We are committed to continuing to improve the way we manage water to ensure fair and equitable access to water.

Metering

Victoria has invested heavily in metering all significant non-urban licensed water use such as irrigation over the past two decades. Victoria’s extensive metering and measurement systems are targeted to areas where water use is highest, and provide the information needed to understand and manage the risks of unauthorised taking of water.

Meters are owned and maintained by government-owned water corporations, who read meters regularly via telemetry or on the spot to check no one is using more water than their entitlements allow.

Many irrigation systems have been modernised with automated control systems providing water corporations accurate information about water deliveries and losses, and preventing people from ordering more water than they are authorised to take. Irrigation modernisation has resulted in thousands of accurate new meters being installed.

Compliance and enforcement

The Murray-Darling Basin Authority (MDBA) in 2017 reviewed water compliance in the Murray-Darling Basin and found a culture of compliance and modern metering in Victoria. The MDBA’s finding reflects the Victorian Government’s record of striving to continually improve our compliance systems. 

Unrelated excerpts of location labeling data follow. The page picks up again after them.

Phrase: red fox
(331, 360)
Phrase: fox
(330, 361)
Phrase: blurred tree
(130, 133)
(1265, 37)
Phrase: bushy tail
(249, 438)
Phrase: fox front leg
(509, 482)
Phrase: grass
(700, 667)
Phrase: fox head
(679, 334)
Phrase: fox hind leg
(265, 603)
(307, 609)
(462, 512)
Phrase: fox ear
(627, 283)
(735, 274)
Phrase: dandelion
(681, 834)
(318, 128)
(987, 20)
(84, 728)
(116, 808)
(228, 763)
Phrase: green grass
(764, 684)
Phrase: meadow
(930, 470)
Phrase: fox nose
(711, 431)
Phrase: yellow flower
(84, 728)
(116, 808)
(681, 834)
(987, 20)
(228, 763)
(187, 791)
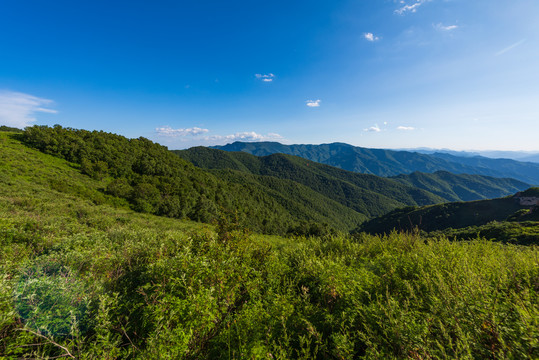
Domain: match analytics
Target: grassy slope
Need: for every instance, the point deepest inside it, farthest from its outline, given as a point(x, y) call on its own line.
point(81, 278)
point(154, 180)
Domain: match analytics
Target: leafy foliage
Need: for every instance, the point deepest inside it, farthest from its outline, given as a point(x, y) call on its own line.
point(463, 187)
point(82, 276)
point(155, 181)
point(391, 163)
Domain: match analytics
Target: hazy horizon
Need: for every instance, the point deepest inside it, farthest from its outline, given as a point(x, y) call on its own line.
point(397, 74)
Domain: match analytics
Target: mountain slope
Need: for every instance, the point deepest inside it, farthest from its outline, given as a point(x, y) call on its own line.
point(353, 189)
point(454, 215)
point(366, 194)
point(462, 187)
point(390, 163)
point(151, 179)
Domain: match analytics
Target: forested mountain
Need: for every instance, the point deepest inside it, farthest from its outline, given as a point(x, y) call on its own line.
point(154, 180)
point(368, 194)
point(462, 187)
point(391, 163)
point(84, 276)
point(455, 215)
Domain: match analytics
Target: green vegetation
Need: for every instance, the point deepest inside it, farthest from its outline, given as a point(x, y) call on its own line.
point(153, 180)
point(531, 192)
point(391, 163)
point(501, 219)
point(84, 276)
point(367, 194)
point(462, 187)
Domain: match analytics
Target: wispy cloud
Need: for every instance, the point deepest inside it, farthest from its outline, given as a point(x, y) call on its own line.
point(245, 136)
point(510, 47)
point(442, 27)
point(265, 77)
point(168, 131)
point(313, 103)
point(410, 7)
point(19, 109)
point(371, 37)
point(374, 128)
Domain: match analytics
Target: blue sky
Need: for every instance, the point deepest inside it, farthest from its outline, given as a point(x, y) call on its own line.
point(455, 74)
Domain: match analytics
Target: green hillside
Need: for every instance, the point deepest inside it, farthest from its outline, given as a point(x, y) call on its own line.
point(391, 163)
point(153, 180)
point(457, 215)
point(367, 194)
point(462, 187)
point(84, 276)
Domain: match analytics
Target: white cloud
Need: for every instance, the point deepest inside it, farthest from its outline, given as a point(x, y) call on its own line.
point(412, 8)
point(374, 128)
point(168, 131)
point(19, 109)
point(510, 47)
point(265, 77)
point(245, 136)
point(442, 27)
point(313, 103)
point(370, 37)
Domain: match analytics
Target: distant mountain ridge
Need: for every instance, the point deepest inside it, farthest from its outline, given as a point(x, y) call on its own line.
point(391, 163)
point(455, 215)
point(367, 194)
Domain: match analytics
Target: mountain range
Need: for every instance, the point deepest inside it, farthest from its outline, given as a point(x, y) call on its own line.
point(392, 163)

The Water Act 1989 is Victoria’s primary piece of water legislation and provides the legal framework for water management and use in Victoria. The Minister for Water, 19 state-owned water corporations and 10 catchment management authorities are responsible for managing compliance with the Water Act 1989.

The Water Act 1989 provides compliance officers with a range of powers to enter private land to investigate and collect evidence if they suspect an offence has been committed, or stop someone from accessing water that they are not authorised to take.

Water corporations can usually achieve compliance with education, information, and advice, through to site visits, advisory letters or warning notices. An alleged serious offence or a repeat offender may warrant prosecution which can lead to fines or imprisonment.

Victorian safeguards against large-scale misappropriation of water include:

  • extensive metering and measurement systems that are targeted to areas where water use is highest, and provide the information needed to understand and manage the risks of unauthorised taking of water;
  • overarching bulk entitlements in most surface water systems, with compliance obligations for water corporations;
  • modernised irrigation systems with automated control systems that provide water corporations with accurate information about water deliveries and losses, and prevent people from ordering more water than they are authorised to take;
  • Australia’s leading water register that tracks taking of water against authorisations to take, verifies that trades comply with rules, and provides for robust water accounting; and
  • the publication of information including comprehensive water accounts, market information and compliance statistics.